Coarse sediment mobility and fluxes in wide mountain streams: Insights using the virtual velocity approach

The investigation of coarse sediment transport in wide mountain streams is very challenging because of limitations that affect the adoption of direct and indirect field monitoring techniques. Such river type represents then a stream typology for which quantitative knowledge of coarse sediment mobility, dynamics and fluxes is poor. This study uses tracer particles and a virtual velocity approach to gain insights about sediment mobility and coarse bed material transport in a wide mountain stream. Monitoring at the study area was conducted by tagging two types of tracer clasts, installing scour chains, and collecting data on water levels, transport processes, particle travel distances, and active layers over a period of 19 months and five transporting floods in the Tegnas Torrent (the Dolomites, Italy).
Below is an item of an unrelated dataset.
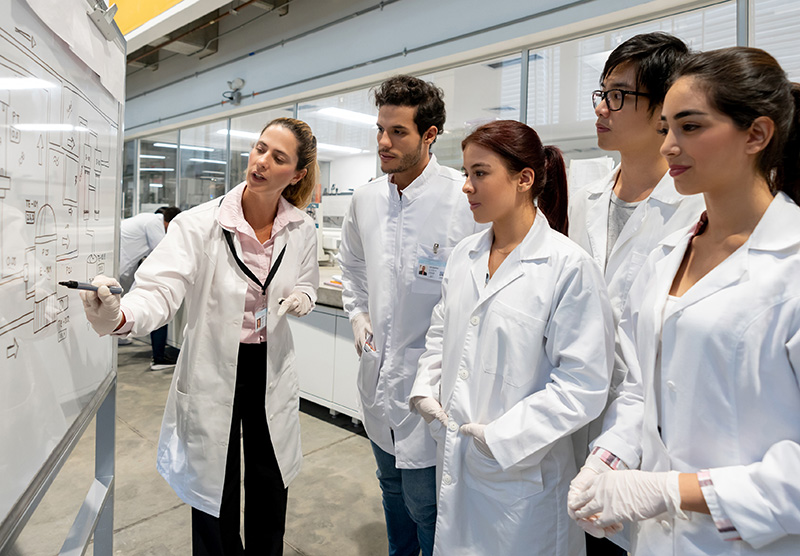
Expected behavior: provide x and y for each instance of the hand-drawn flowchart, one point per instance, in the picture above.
(55, 148)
Bed sediment was mobilized during a limited number of hydrological events (i.e. 6 to 9 per year), taking place in 50 to 400 h and inducing a total coarse sediment flux of about 1200 to 1400 m3 yr-1. The mobilization of coarse particles forming the streambed begins in response to a dimensionless shear stress (T*c = 0.018) that is lower than thresholds commonly reported in the literature for mountain rivers and the estimated unit bed material transport was remarkably higher compared with those obtained in other mountain streams or gravel-bed rivers. The high mobility of streambed material can be related to the availability of fresh and unstructured sediment transported and deposited in the active channel by a high-magnitude event that occurred a few months before monitoring was conducted in this work, suggesting that sediment fluxes in a stream recently affected by a large flood could be considerably higher than those normally expected in a specific context. Finally, despite the existence of some application constraints, the experiment generated satisfactory results as regards the applicability of the virtual velocity approach in investigations of this stream type. This new quantitative knowledge of sediment fluxes and dynamics is also crucial for management of wide mountain streams.